Organic Results on Google a Shrinking Commodity
August 14, 2013
The free ride is over. Google seems to have decided it is time to make the most of AdWords, the Tutorspree Blog illustrates in, “How Google is Killing Organic Search.” The post begins by praising the Google of the past which, writer Aaron Harris accurately observes, “won search by providing the best organic results users had ever seen.” Since then, though, the company’s profit motive has been slowly strangling unpaid, organic search results.
The post begins with an visual presentation. Harris took screen shots of some different Googley searches and calculated the percentage of each results page devoted to organic results. The low numbers (all under 15 percent) are particularly galling, he says, for local business owners who bought into Google’s promises that well-structured pages would mean high visibility. The post concludes:
“Google is building a new version of the search engine that made it great. This time, however, it is a search engine exclusive to the garden of Google products. If you compete with Google in any way, you’re in its crosshairs. Your chances of ranking high enough to garner traffic are virtually nil and getting smaller.

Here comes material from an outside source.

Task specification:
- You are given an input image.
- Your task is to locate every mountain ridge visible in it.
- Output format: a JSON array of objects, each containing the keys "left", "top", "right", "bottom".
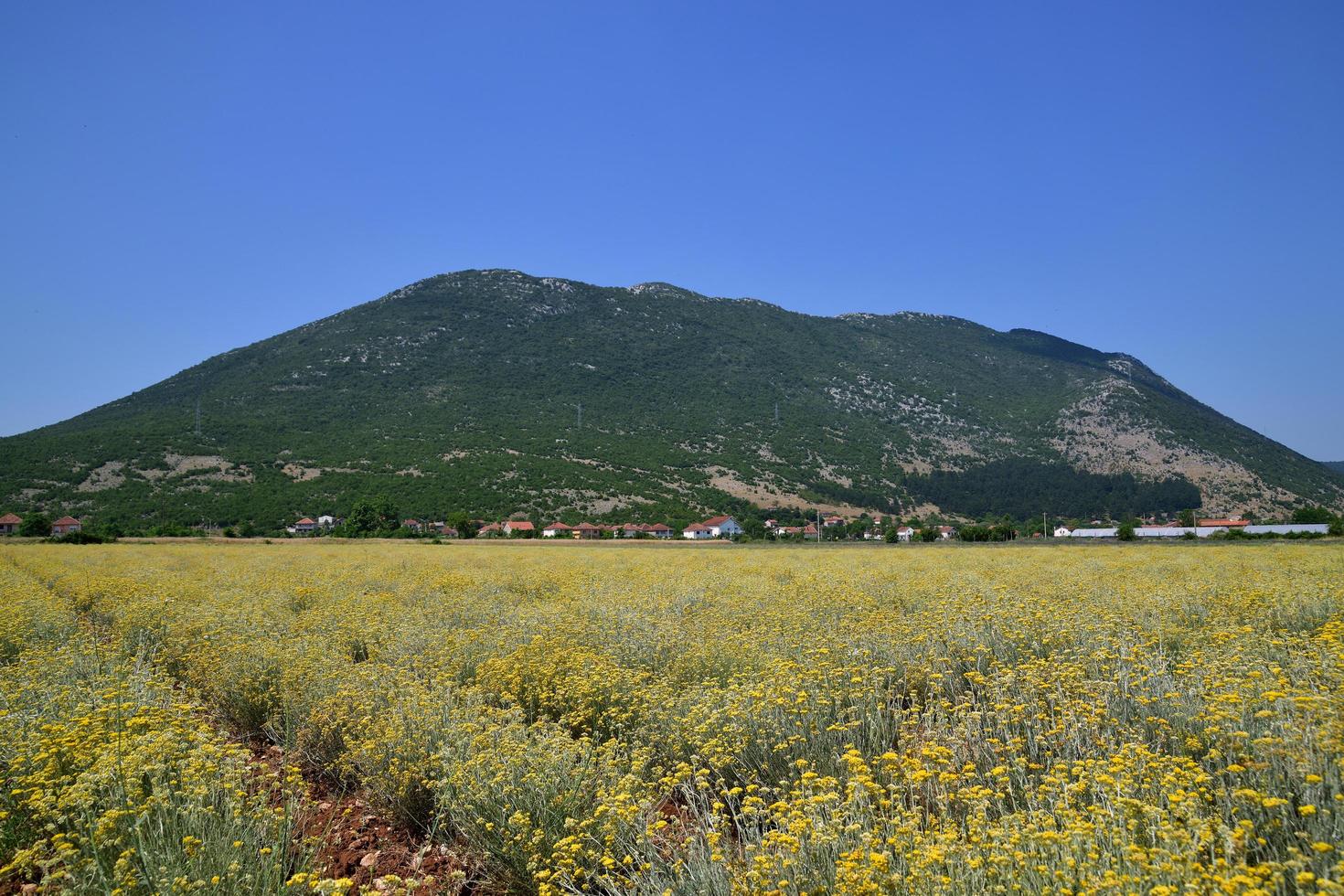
[{"left": 0, "top": 269, "right": 1344, "bottom": 524}]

“The scariest part of this is that, if you sell something using the internet, regardless of whether or not you see yourself as a ‘local’ business – or think you’re competing with Google – Google sees you as competition. Searching for ‘Camera’ or ‘Buy a Dress Shirt’ gets you a nearly identical split of screen real estate as that of ‘local’ searches. Nearly everything leads back to a Google product except for an ever-decreasing amount of ‘Organic’ real estate.”
I wish I could say I was surprised, but Google is in business to make money, after all. They do seem to be more directly focused on that goal lately. Will the approach pay off, or will users turn to other search alternatives?